The Attorney General and Minister of Justice, Mr. Mohammed Bello Adoke (SAN), while speaking at the 5th Diaspora Scholars’ Lecture of the Nigerian Institute of Advanced Legal Studies (NIALS), in Abuja recently said: “ Nigeria’s commitment to the fight against impunity and war crimes remains very strong”.
Adoke, who was represented at the occasion by Prof. Deji Adekunle, explained that, the office of the prosecutor found that there are reasonable grounds to believe that since 2009, Boko Haram terrorist group has committed crimes against humanity, in particular the crimes of murder and persecution on religious grounds.
In her presentation, the guest lecturer, Prof. Ngozi Chukwuka Ugo lamented the high level of impunity on the African continent.
Prof. Ugo noted that African continent remained a continent of paradox with conflicting economic and factual realities.
“The continent transited from the horrible era of colonial rule to independence, but Africa is currently bedeviled with the menace of exploitation by fellow Africans”.
In a related development, The NIALs boss, Prof. Epiphany Azinge (SAN) has charged members of Course 7 of the Institute of Security Studies to observe the rules of engagement during military operations.
Prof. Azinge, who gave the charge while receiving members of Course 7 of the institute who paid him a courtesy visit in Abuja, said: “The military must observe human rights on the rules of engagement. You must subordinate to civilian authority”.

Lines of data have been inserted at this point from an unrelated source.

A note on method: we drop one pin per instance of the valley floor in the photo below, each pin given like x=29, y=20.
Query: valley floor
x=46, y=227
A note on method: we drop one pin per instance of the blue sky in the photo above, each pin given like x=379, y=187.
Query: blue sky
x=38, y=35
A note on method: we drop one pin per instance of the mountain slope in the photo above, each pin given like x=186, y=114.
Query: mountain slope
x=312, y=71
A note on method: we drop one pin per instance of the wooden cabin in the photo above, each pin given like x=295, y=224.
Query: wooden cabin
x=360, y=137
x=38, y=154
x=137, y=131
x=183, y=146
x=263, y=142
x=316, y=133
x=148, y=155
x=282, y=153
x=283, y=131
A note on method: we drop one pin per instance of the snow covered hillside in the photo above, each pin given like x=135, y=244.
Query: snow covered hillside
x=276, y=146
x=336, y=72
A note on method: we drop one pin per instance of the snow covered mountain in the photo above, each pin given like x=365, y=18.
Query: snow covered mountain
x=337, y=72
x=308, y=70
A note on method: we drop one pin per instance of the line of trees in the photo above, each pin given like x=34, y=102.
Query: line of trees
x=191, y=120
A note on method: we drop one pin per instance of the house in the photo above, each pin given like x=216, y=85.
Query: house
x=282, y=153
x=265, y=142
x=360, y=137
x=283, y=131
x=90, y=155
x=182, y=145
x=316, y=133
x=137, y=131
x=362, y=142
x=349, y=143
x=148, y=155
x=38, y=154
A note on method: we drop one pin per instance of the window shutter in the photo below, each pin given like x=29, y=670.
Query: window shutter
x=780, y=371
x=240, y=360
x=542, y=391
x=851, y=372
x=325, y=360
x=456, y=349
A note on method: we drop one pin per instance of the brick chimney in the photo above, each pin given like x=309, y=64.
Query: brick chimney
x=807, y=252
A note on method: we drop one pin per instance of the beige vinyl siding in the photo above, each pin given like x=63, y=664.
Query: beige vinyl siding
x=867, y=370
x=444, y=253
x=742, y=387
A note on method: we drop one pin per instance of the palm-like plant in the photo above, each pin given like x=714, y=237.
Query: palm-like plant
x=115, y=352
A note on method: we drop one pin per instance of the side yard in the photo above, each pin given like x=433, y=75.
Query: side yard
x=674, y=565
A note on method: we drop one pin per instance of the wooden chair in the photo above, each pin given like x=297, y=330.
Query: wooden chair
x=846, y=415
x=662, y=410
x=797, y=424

On the issue of capital punishment for kidnappers in some states of the country, Prof. Azinge said NIALS does not support death penalty as it does not really solve the problem, adding that, “We are opposed to death penalty as an institution”.
Responding, the leader of the delegation and Director of the institute, Mr. Olalekan Odugbemi thanked the Institute for the audience, adding that the visit was part of the itinerary of programmes for the Course 7 participants of his institute, to draw knowledge on both security and legal implications of the rules of engagement.